Either this is a joke, or it is ABOUT TIME to start seriuosly refining the code.


----------



## Dragoneer (Apr 1, 2006)

yak said:
			
		

> 16.51 GMT
> What's with LLAMAS???.
> Either this is a joke, or you REALLY need to rewrite your code from scratch. Security sucks.


Our scientists are currently looking into the problem and trying to determine the llama infestation's origin.


----------



## yak (Apr 1, 2006)

You keep SQL and Apache acess logs? They are your friends.... I updated the previuos post with timestamps, so the vermin will be easier to find...


----------



## Almafeta (Apr 1, 2006)

Well, I like the 'Llamas' link better...


----------



## Silver R. Wolfe (Apr 1, 2006)

Almafeta said:
			
		

> Well, I like the 'Llamas' link better...



Aye the link is good but if this is actually a hack job.... This is bad news for the site..


----------



## *morningstar (Apr 1, 2006)

You guys are dumb. :wink:


----------



## Silver R. Wolfe (Apr 1, 2006)

*morningstar said:
			
		

> You guys are dumb. :wink:



Just propagating the idea. =3


----------



## Vgm22 (Apr 1, 2006)

I was wondering what it was too and saw it was a flash, so I clicked it, watched it and laughed my ass off. If it was a hack job, I hope they find the person or persond responsible and beat them senseless with rabid weasels! (If there are any rabid weasles furrys out there, sorry)


----------



## uncia2000 (Apr 1, 2006)

Vgm22 said:
			
		

> I hope they find the person or persond responsible and beat them senseless with rabid weasels!


Makes a change from being slapped across the face with wet trout, I guess.
(But would've been safer to assume there were no trout scalies around here )


----------



## Vgm22 (Apr 1, 2006)

uncia2000 said:
			
		

> Vgm22 said:
> 
> 
> 
> ...



If there is that would be the sight to see! Wouldn't it?


----------



## Vgm22 (Apr 1, 2006)

Vgm22 said:
			
		

> uncia2000 said:
> 
> 
> 
> ...



Let me rephrase that. If there is a furry like that. That would be a sight to see! wouldn't it? (Sorry for the repost or whatever you call it, but I'm extremly sick and running a temp of 101.1, so I'm not thinking clearly)


----------



## uncia2000 (Apr 1, 2006)

Vgm22 said:
			
		

> If there is that would be the sight to see! Wouldn't it?


Floundering to come up with a reply to that.
Yeah, certainly would be a fish of another color 


*gnaws on the llama*


----------



## uncia2000 (Apr 1, 2006)

Vgm22 said:
			
		

> (Sorry for the repost or whatever you call it, but I'm extremly sick and running a temp of 101.1, so I'm not thinking clearly)

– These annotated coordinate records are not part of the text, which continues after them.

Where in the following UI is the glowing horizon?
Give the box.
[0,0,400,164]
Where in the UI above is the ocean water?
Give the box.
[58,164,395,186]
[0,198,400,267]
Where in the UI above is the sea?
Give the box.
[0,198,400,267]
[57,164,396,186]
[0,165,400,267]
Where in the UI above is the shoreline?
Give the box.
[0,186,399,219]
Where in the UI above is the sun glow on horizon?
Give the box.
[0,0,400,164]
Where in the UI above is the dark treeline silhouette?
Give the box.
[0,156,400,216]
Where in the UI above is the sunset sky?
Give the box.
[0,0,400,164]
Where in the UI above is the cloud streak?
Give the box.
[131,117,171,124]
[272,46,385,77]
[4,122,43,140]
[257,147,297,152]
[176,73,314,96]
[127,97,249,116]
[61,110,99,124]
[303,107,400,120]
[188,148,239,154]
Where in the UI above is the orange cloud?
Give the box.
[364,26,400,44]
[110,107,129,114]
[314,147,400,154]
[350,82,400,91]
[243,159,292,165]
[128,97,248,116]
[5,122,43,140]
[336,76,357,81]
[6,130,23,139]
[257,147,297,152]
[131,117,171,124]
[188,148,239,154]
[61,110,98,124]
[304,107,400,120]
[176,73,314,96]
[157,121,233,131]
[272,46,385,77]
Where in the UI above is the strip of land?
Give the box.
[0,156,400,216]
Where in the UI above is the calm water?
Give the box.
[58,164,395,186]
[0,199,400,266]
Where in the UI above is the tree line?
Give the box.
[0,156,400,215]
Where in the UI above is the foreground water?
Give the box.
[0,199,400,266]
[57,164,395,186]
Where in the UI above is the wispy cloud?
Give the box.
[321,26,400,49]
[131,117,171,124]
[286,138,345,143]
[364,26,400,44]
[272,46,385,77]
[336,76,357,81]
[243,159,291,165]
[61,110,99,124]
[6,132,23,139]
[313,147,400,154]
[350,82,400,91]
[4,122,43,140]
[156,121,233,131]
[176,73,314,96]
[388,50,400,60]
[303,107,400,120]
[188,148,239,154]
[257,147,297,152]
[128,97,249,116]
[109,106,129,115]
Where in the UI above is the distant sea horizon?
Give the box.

Hrrr.... back to bed for you...
Hope you didn't catch anything from those rabid weasels, too.

*purrs softly*


----------



## Vgm22 (Apr 1, 2006)

uncia2000 said:
			
		

> Vgm22 said:
> 
> 
> 
> ...



-coughs- I should be in bed, but then'd I'd have nothing to do, be really bored and just get up again. I have to use my brother in laws com in the living room, because mine is A POS (Piece of shit for those of you who don't know what that means) and needs new parts or I'd be in bed right now on my com in my room.


----------



## uncia2000 (Apr 1, 2006)

Vgm22 said:
			
		

> -coughs- I should be in bed, but then'd I'd have nothing to do, be really bored and just get up again. I have to use my brother in laws com in the living room, because mine is A POS (Piece of shit for those of you who don't know what that means) and needs new parts or I'd be in bed right now on my com in my room.


*snow'pard hands you a spare laptop to work with, from bed, and a leg of llama to nibble on*


----------



## Vgm22 (Apr 1, 2006)

uncia2000 said:
			
		

> Vgm22 said:
> 
> 
> 
> ...



Thank you. -takes the laptop and heads off to bed, but leaves the leg for someone else- I can hardly eat anything right now, with out throwing it back up, so I'm sticking to liquids. Thanks anyway for the offer though. -smiles weakly-


----------



## uncia2000 (Apr 1, 2006)

(No leg of llama? *looks at it disconsolately*. You must be really sick, then...  :?)

*nuzzles you warmly back to your room*
Hope you'll manage to get that out of your system soon, friend.


----------



## Vgm22 (Apr 1, 2006)

uncia2000 said:
			
		

> (No leg of llama? *looks at it disconsolately*. You must be really sick, then...  :?)
> 
> *nuzzles you warmly back to your room*
> Hope you'll manage to get that out of your system soon, friend.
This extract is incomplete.